En descendant la ruelle,on visite le musée,des mannequins de cire reconstituent les scènes historiques,les cages où Louis XI faisait enfermer certains détenus,les tentatives d'évasion,les souverains qui ont effectués le pélerinage au Mont,les oubliettes,tout un mode inconnu défile sous le regard incrédule des visiteurs.
Le guide pimente la promenade par des anecdotes amusantes émaillées de détails qui vous font dresser les cheveux sur la tète.
Tout est bon pour tenir son public en haleine.
C'est un site à nul autre pareil et qui laisse une empreinte.
Dans un coin de la mémoire,il incrsute sa marque.

Les vacances ont duré cinq semaines,trente cinq jours de balade en moto,en vélo.
Quelques escapades en voiture,une Versailles,conduite par un couple d'amis de Camille dans laquelle on s'entassait à sept ou huit.
C'était alors journée de rire et d'insouciance.
Le séjour se termine,le jeune couple fait ses adieux.
Camille se sent soudain un peu abandonnée,en manque de famille.
Quelques larmes aux coins des yeux,quelques baisers sonores sur les joues,des au revoir de la main.

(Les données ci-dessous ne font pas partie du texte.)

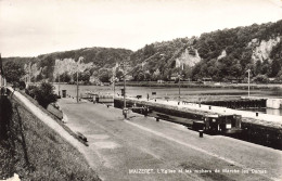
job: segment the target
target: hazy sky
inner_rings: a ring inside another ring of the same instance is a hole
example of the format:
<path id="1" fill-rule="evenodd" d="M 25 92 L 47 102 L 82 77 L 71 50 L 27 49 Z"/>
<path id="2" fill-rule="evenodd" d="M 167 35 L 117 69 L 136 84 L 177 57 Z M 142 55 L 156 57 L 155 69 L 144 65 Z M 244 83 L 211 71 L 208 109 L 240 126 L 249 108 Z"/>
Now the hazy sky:
<path id="1" fill-rule="evenodd" d="M 0 53 L 146 43 L 282 20 L 282 0 L 0 0 Z"/>

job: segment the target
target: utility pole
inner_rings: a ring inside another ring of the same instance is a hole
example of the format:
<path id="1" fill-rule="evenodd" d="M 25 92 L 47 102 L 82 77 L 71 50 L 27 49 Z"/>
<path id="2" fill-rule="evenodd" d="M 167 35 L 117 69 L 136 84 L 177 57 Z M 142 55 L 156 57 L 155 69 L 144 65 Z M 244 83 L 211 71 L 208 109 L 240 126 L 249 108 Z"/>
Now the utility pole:
<path id="1" fill-rule="evenodd" d="M 247 69 L 247 96 L 249 98 L 249 73 L 251 69 Z"/>
<path id="2" fill-rule="evenodd" d="M 60 92 L 61 92 L 61 90 L 60 90 L 60 74 L 59 74 L 59 85 L 57 85 L 57 89 L 59 89 L 59 94 L 57 94 L 57 95 L 60 96 L 60 95 L 61 95 L 61 93 L 60 93 Z"/>
<path id="3" fill-rule="evenodd" d="M 124 109 L 126 108 L 126 63 L 124 62 Z"/>
<path id="4" fill-rule="evenodd" d="M 78 65 L 77 65 L 77 70 L 76 70 L 76 102 L 78 103 L 79 100 L 78 100 Z"/>
<path id="5" fill-rule="evenodd" d="M 180 74 L 178 75 L 178 105 L 180 104 Z"/>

La dernière semaine de vacances se passent à Paris.
Camille a demandé à sa marraine de les héberger et de leur servir de guide.
Chaque matin,départ pour une visite de la capitale.
Tout y passe,les Champs Elyssées,la Tour Eiffel,le musée Grévin,Montmartre,même Saint Germain des Prés et ses caves étonnantes pour des provinciaux.
Le seul regret sera de n'avoir eu le temps de rentrer dans le Musée du Louvre.

Les visages des gens cotoyés,les visions des paysages admirés,les saveurs nouvelles rencontrées,ont pris place dans l'album de photos que leur cerveau a éllaboré tout au long des jours vécus.
Il suffira à Francine et Louis d'ouvrir le bon tiroir de leur mémoire pour pouvoir feuilleter les pages du livre de leur voyage et retrouver odeurs et couleurs.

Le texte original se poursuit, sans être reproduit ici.